La course contre les machines : jusqu'à très récemment les parts de richesses allouées au travail et au capital étaient constantes. Deux tiers pour le travail et un pour le capital. Mais désormais ce n'est plus le cas, la part des richesses qui va au travail diminue. En cause, bien sur la mondialisation et ses délocalisations, la faible taxation des hauts revenus etc mais surtout le progrès technologique. Pour chaque route construite, chaque moyen de transport, de logistique destiné à rapprocher les hommes c'est davantage d'oligopole, de concentration des richesses. Il y a de moins en moins de gens qui « tirent leur épingle du jeu » c'est un phénomène appelé « le gagnant rafle la mise » pour un géant comme Amazon, ce sont des millions d'emplois dans la distribution et les petits commerces de détails qui disparaissent. Ce qui est inquiétant c'est que ce phénomène de remplacement par les machines ne touche pas seulement nos bras, mais aussi nos cerveaux, si un « computeur » était autrefois un métier, désormais c'est un ordinateur capable d'intelligence et de calcul supérieur à l'homme. Seuls les emplois très qualifiés de la Sillicon Valley et les emplois peu qualifiés dans les fastfoods et les maisons de retraites semblent assurés pour l'heure. Cela est la conséquence d'un délitement lent mais continu du socle des démocraties modernes : les classes moyennes.
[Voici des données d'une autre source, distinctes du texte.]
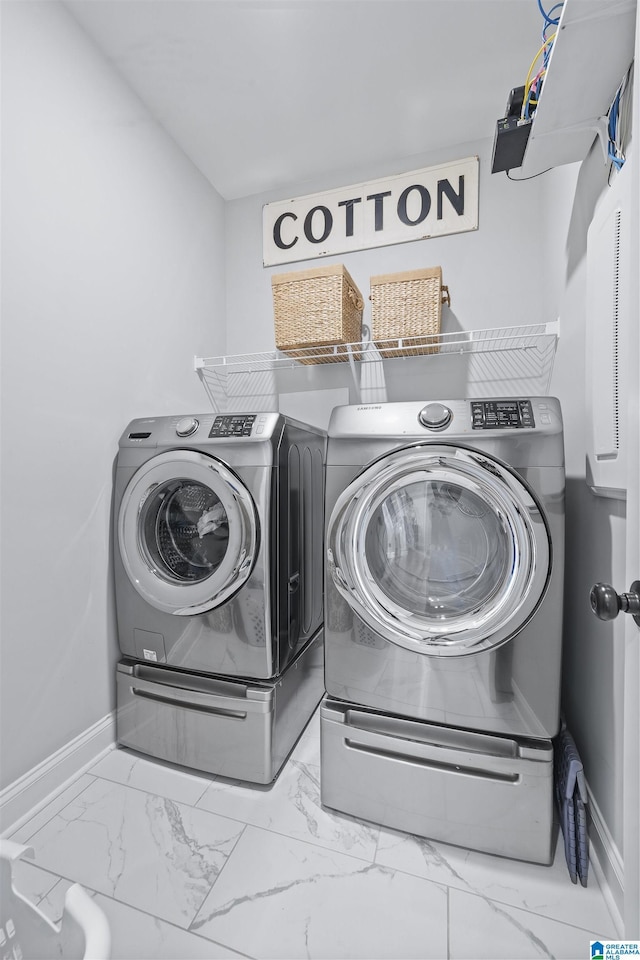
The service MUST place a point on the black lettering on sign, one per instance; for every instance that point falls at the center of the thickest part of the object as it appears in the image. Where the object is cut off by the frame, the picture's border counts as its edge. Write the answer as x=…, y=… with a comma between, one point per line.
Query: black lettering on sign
x=378, y=199
x=348, y=204
x=455, y=199
x=328, y=223
x=277, y=235
x=425, y=205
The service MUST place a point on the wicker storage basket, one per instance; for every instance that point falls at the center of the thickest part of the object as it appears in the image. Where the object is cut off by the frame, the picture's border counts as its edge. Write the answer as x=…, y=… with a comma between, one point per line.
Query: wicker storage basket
x=317, y=309
x=408, y=305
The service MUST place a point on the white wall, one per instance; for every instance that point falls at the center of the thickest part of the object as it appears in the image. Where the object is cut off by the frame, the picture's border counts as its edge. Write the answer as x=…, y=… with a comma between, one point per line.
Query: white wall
x=484, y=269
x=497, y=276
x=593, y=663
x=112, y=280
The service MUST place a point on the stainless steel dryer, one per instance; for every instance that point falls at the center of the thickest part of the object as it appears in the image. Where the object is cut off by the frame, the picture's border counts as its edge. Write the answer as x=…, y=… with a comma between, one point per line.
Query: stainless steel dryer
x=443, y=615
x=218, y=579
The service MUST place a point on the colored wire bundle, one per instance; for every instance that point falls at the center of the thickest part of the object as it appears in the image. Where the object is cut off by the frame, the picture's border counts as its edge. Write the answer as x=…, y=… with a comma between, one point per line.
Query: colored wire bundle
x=619, y=121
x=533, y=87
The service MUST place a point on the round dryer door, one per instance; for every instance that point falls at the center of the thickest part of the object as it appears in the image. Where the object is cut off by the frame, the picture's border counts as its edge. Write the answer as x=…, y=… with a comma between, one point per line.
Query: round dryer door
x=188, y=532
x=440, y=549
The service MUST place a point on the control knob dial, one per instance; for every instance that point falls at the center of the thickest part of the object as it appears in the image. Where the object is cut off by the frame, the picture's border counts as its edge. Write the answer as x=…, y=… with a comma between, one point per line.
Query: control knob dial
x=435, y=416
x=187, y=426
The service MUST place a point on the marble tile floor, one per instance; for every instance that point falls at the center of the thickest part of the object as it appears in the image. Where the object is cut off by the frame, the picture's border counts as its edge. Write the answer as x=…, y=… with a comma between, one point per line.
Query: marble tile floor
x=190, y=866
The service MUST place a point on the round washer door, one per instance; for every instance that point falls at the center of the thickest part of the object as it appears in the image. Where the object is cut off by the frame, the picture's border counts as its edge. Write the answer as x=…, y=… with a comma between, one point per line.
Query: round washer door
x=440, y=549
x=188, y=532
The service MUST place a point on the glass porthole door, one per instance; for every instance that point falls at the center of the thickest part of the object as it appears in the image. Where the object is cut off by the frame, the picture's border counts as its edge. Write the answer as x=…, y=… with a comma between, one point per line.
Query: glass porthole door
x=187, y=531
x=440, y=549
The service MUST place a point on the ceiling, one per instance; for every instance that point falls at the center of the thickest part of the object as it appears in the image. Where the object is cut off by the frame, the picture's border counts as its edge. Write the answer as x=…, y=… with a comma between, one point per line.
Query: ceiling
x=261, y=94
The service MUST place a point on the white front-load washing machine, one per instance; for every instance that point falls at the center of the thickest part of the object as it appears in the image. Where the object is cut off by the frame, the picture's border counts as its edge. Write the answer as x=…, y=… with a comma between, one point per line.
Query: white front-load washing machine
x=443, y=618
x=218, y=532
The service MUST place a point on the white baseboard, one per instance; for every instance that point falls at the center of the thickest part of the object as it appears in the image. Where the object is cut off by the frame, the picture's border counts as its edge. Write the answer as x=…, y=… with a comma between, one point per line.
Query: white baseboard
x=607, y=863
x=29, y=793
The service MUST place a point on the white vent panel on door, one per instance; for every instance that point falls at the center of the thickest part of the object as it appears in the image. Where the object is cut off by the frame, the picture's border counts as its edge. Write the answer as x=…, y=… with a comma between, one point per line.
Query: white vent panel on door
x=606, y=317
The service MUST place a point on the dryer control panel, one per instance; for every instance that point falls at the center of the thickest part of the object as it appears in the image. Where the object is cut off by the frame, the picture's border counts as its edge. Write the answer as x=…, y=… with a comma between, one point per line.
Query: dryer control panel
x=235, y=425
x=501, y=414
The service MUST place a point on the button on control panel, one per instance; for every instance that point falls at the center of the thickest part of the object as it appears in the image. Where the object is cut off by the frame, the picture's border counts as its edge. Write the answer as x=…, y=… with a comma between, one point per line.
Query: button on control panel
x=233, y=425
x=501, y=414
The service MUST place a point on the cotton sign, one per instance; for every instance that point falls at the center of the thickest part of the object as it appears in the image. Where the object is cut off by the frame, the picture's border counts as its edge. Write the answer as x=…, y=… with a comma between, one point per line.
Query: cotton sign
x=412, y=206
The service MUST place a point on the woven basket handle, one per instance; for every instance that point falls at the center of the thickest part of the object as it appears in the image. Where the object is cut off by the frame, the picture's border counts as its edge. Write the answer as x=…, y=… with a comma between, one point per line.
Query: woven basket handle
x=356, y=300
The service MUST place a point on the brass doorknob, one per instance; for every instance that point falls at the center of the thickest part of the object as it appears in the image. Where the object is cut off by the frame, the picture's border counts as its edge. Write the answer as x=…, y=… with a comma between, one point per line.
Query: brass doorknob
x=607, y=604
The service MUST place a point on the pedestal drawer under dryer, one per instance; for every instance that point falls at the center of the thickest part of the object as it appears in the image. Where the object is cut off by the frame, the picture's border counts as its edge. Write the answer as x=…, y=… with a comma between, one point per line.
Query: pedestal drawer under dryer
x=483, y=792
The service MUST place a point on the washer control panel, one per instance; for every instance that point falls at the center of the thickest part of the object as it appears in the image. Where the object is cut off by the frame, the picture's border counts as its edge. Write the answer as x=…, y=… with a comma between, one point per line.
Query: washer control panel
x=501, y=414
x=234, y=425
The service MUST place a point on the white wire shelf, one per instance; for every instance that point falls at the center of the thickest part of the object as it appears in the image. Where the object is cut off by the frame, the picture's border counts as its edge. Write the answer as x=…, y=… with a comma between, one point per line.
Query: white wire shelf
x=504, y=361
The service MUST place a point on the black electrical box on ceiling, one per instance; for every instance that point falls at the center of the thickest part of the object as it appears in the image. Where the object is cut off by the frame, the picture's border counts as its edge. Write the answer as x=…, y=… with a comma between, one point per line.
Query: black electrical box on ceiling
x=512, y=134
Les politiques de développement sont parfois inadaptées et il faut mettre en place des solutions de contrôle. Pour l'auteur, études à l'appui, les frontières sont un frein au développement économique des pays riches et pauvres.
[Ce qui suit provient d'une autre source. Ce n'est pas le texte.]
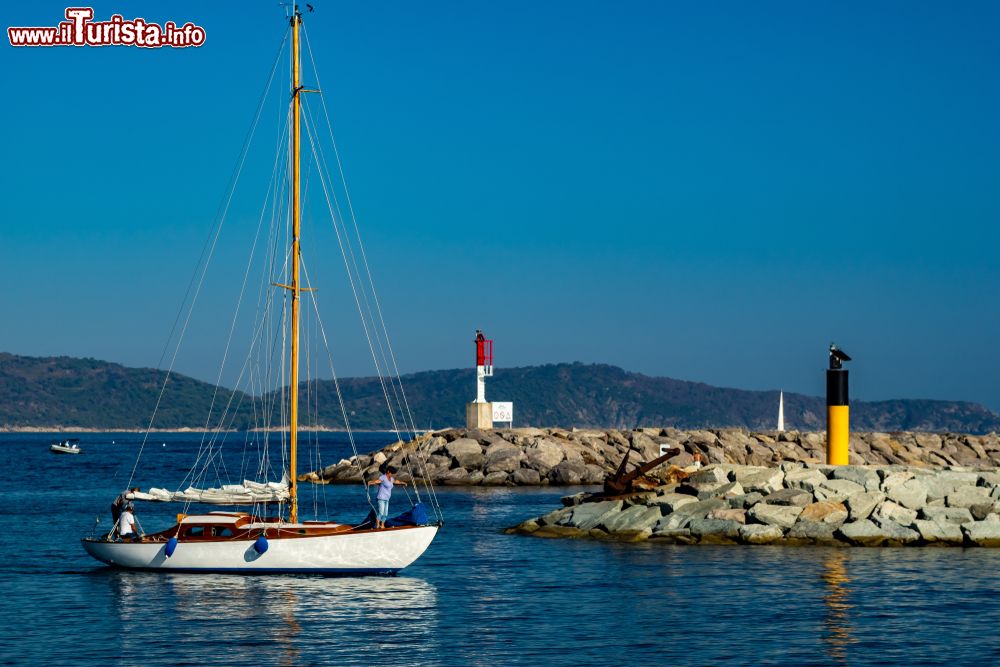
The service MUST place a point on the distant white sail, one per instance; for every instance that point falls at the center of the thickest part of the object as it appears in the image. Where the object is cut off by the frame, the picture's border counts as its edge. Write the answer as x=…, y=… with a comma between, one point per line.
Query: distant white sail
x=249, y=492
x=781, y=412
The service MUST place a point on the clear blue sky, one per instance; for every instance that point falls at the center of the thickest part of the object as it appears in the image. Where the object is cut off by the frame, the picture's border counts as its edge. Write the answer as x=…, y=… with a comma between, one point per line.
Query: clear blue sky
x=708, y=191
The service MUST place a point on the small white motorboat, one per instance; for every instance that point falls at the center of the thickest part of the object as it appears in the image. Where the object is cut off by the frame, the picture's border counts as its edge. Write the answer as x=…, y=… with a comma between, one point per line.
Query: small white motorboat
x=71, y=446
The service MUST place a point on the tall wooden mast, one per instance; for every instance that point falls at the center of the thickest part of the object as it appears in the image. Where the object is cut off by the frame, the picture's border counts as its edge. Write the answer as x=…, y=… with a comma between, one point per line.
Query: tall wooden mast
x=295, y=287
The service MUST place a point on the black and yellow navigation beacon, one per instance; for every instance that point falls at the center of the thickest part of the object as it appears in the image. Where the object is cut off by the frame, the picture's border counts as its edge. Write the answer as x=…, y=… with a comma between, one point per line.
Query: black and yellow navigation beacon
x=838, y=423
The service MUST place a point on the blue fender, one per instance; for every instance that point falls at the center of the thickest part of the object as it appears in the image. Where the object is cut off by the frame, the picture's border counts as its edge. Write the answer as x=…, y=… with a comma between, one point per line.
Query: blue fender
x=171, y=546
L'auteur aborde la question de la dissonance cognitive pour esquisser une explication au fait que les idées ont du mal, même prouvées, à faire changer les mentalités. L'auteur lui-même n'échappe pas à une introspection. Comment réagit-on face à des preuves contraires à nos croyances ? Suffisent-elles à les faire vaciller ? Pas toujours. Rappelons-nous que traiter son adversaire d'utopiste, le ridiculiser et le réduire au silence et un moyen de préserver le statu quo. Les libéraux étaient traités d'utopistes il y a un demi-siècle et aujourd'hui ils dominent « scientifiquement » la scène politique.
Un flash « communication politique » se glisse dans l'épilogue : en effet l'auteur reprend l'explication de la fenêtre d'Overton : il existe une fenêtre au sein de laquelle sont les décisions et propositions politiques et plus on s'éloigne du centre de la fenêtre plus les idées sont jugées « radicales », « déraisonnables » voire « irréalistes » notamment par les médias, craintifs gardiens de la fenêtre. Est-ce à dire que nous sommes condamnés à entendre les mêmes gens raconter les mêmes choses ? Non ! comme on le voit avec
Donald Trump,
Boris Johnson ou
Marine le Pen, un politique peut faire une proposition tellement radicale qu'il ne sera pas pris au sérieux par le système médiatique et par conséquent par l'opinion publique, mais ces saillies répétées vont tirer progressivement la fenêtre vers lui c'est exactement le processus qui est à l'oeuvre en ce moment avec la « droitisation » de la vie politique en Europe et aux Etats Unis. La faute également à une gauche perdante, drapée dans sa bonne conscience et sa novlangue pseudo intellectuelle, dans son « je vous avais prévenu » et économiquement convertie aux idées libérales et capitalistes.